Steve Cirulis, Chief Financial Officer, concluded, “As we begin executing our three-year growth plan, we have three key focus areas for 2022: 1) disciplined G&A and capital investments to set the foundation for future growth, 2) accelerated pursuit of our refranchising efforts, which will serve as a critical initial step to franchise growth, and 3) continued deployment of high-return strategic marketing, to further drive brand awareness and traffic. Although there is uncertainty related to COVID and ongoing inflationary pressures, our outlook for fiscal 2022 remains positive. Due to the short-term impact from Omicron and severe weather in January, we expect first quarter 2022 sales of $95 million to $98 million and shop level margins of between 3.5% to 5.5%. In recent weeks we have returned to the positive momentum we enjoyed as we exited 2021, having achieved SSS of +31.7% over the last five weeks. For the full year, we expect to achieve record AUVs, double-digit growth in same-store sales, and low double-digit shop level margins.”

Conference Call

A conference call and audio webcast has been scheduled for 8:00 a.m. Eastern Time tomorrow, March 3, 2022, to discuss the fiscal fourth quarter and full-year 2021 results. Investors, analysts, and members of the media interested in listening to the live presentation are encouraged to join a webcast of the call with accompanying presentation slides, available on the investor relations portion of the Company's website at www.potbelly.com. For those that cannot join the webcast, you can participate by dialing 1-877-407-0784 in the U.S. & Canada, or 1-201-689-8560 internationally, using the confirmation code of 13726794.

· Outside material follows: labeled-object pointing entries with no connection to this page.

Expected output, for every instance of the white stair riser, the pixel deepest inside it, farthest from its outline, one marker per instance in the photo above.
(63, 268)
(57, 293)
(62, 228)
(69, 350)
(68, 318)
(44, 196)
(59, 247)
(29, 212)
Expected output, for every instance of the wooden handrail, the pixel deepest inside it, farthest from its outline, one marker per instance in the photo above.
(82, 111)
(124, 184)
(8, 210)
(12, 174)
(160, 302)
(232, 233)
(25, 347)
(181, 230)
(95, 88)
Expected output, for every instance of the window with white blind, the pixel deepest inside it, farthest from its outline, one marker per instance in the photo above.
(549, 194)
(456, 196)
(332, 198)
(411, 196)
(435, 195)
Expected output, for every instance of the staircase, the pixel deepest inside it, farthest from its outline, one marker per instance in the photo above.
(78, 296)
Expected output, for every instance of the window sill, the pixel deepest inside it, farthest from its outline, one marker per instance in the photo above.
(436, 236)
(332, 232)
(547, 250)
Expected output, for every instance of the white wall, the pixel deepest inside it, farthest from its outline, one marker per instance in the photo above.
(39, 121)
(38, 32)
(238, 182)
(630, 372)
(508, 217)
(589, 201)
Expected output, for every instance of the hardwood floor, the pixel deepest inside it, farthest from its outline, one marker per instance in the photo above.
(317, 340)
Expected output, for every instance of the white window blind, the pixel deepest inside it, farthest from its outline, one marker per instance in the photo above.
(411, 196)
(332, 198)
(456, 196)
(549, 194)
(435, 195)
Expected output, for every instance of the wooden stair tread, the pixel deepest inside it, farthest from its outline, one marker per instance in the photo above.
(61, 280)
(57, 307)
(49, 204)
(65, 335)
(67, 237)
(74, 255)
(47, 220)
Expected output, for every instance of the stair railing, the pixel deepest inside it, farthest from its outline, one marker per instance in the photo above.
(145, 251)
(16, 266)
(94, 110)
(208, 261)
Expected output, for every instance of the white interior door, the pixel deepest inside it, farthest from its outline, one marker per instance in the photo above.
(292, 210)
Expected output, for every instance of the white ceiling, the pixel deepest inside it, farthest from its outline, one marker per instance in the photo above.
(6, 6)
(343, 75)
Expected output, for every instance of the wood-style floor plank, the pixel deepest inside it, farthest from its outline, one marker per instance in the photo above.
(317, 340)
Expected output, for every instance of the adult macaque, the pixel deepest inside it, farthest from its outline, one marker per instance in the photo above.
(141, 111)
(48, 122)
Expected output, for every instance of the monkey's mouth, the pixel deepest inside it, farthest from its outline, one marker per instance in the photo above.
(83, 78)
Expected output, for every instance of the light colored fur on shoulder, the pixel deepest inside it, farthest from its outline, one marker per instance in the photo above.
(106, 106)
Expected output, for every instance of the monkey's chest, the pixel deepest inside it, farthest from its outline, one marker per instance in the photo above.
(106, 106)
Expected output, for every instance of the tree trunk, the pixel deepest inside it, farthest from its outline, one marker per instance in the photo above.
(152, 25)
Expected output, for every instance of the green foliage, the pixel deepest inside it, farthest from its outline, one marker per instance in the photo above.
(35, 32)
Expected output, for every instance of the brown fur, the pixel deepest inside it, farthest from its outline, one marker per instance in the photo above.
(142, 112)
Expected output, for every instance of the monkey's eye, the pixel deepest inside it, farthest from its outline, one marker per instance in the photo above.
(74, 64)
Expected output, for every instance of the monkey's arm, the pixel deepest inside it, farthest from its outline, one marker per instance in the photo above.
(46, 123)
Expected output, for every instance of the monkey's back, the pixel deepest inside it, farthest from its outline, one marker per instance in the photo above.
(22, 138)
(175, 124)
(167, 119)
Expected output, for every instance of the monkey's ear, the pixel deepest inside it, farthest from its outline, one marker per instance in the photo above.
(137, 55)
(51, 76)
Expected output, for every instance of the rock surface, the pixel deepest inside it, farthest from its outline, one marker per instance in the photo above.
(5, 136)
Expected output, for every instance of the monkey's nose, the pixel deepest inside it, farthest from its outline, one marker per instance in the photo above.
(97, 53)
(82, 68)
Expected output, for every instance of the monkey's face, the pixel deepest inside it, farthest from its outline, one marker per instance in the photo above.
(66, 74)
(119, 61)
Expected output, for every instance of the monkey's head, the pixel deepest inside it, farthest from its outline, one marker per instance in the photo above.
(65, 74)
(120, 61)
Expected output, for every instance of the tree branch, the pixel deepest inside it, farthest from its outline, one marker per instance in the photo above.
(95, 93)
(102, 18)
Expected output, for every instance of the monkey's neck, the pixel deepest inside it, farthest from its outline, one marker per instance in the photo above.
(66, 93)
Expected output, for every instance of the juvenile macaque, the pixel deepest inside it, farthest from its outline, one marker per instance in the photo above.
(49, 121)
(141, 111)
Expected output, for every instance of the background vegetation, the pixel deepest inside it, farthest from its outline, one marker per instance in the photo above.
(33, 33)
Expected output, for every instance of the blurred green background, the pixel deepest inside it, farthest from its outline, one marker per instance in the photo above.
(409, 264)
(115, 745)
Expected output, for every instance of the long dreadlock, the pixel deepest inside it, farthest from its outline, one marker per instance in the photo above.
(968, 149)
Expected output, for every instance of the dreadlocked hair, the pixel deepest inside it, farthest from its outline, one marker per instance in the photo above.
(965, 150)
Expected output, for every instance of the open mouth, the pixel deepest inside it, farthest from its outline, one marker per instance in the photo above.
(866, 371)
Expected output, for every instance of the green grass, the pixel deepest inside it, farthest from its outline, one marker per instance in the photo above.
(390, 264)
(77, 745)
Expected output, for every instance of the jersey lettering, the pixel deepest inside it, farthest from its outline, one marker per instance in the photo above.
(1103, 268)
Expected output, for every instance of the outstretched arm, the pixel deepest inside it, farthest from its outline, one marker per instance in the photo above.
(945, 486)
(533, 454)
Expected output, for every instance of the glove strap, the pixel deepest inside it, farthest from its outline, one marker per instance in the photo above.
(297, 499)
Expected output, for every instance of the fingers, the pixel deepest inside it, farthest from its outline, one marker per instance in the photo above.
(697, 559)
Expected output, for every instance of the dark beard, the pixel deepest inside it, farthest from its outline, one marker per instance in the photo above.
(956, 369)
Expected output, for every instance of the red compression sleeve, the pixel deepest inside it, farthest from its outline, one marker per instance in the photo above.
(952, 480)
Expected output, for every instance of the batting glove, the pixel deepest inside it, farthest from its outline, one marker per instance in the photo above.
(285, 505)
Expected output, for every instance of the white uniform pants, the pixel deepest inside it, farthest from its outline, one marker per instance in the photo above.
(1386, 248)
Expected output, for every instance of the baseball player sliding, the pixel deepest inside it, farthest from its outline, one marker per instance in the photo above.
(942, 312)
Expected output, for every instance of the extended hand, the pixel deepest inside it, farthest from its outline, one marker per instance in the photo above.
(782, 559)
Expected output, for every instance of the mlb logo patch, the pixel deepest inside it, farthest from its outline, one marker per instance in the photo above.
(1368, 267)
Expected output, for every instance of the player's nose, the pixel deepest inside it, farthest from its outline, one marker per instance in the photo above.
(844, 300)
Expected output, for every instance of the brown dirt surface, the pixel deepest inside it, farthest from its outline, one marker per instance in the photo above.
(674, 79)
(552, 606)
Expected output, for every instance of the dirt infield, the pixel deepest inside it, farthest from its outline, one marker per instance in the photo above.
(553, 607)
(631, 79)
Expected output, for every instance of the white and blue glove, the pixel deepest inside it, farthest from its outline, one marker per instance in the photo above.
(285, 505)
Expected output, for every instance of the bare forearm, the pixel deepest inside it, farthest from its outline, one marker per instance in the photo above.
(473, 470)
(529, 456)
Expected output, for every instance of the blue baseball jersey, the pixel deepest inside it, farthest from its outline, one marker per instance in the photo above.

For those unable to participate, an audio replay will be available from 11:00 a.m. Eastern Time on Thursday, March 3, 2022, through midnight Thursday, March 10. 2022. To access the replay, please call 1-844-512-2921 (U.S. & Canada) or 1-412-317-6671 (International) and enter confirmation code 13726794. A web-based archive of the conference call will also be available on the Potbelly website.

About Potbelly

Potbelly Corporation is a neighborhood sandwich concept that has been feeding customers’ smiles with warm, toasty sandwiches, signature salads, hand-dipped shakes and other fresh menu items, customized just the way customers want them, for more than 40 years. Potbelly promises Fresh, Fast & Friendly service in an environment that reflects the local neighborhood. Since opening its first shop in Chicago in 1977, Potbelly has expanded to neighborhoods across the country - with approximately 400 company-owned shops in the United States. Additionally, Potbelly franchisees operate over 40 shops in the United States. For more information, please visit our website at www.potbelly.com.

Definitions

The following definitions apply to these terms as used throughout this press release:

  • Revenues – represents net company-operated sandwich shop sales and our franchise royalties and fees. Net company-operated shop sales consist of food and beverage sales, net of promotional allowances and employee meals. Franchise royalties and fees consist of an initial franchise fee, a franchise development agreement fee and royalty income from the franchisee.
  • Company-operated comparable store sales or same-store traffic – represents the change in year-over-year sales or transactions for the comparable company-operated store base open for 15 months or longer.
  • Average Unit Volumes (AUV) – represents the average sales of all company-operated shops which reported sales during the associated time period.
  • EBITDA – represents income before depreciation and amortization expense, interest expense and the provision for income taxes.
  • Adjusted EBITDA – represents income before depreciation and amortization expense, interest expense and the provision for income taxes, adjusted to eliminate the impact of other items, including certain non-cash as well as other items that we do not consider reflective of underlying business performance.
  • Shop-level profit (loss) – represents income (loss) from operations excluding franchise royalties and fees, general and administrative expenses, depreciation expense, pre-opening costs, restructuring costs and impairment, loss on the disposal of property and equipment and shop closures.
  • Shop-level profit (loss) margin – represents shop-level profit expressed as a percentage of net company-operated sandwich shop sales.
  • Adjusted net income (loss) – represents net income (loss), adjusted to eliminate the impact of restructuring costs, impairment, loss on the disposal of property and equipment, shop closures, and other items we do not consider representative of our ongoing operating performance, including the income tax effects of those adjustments and the change in our income tax valuation allowance.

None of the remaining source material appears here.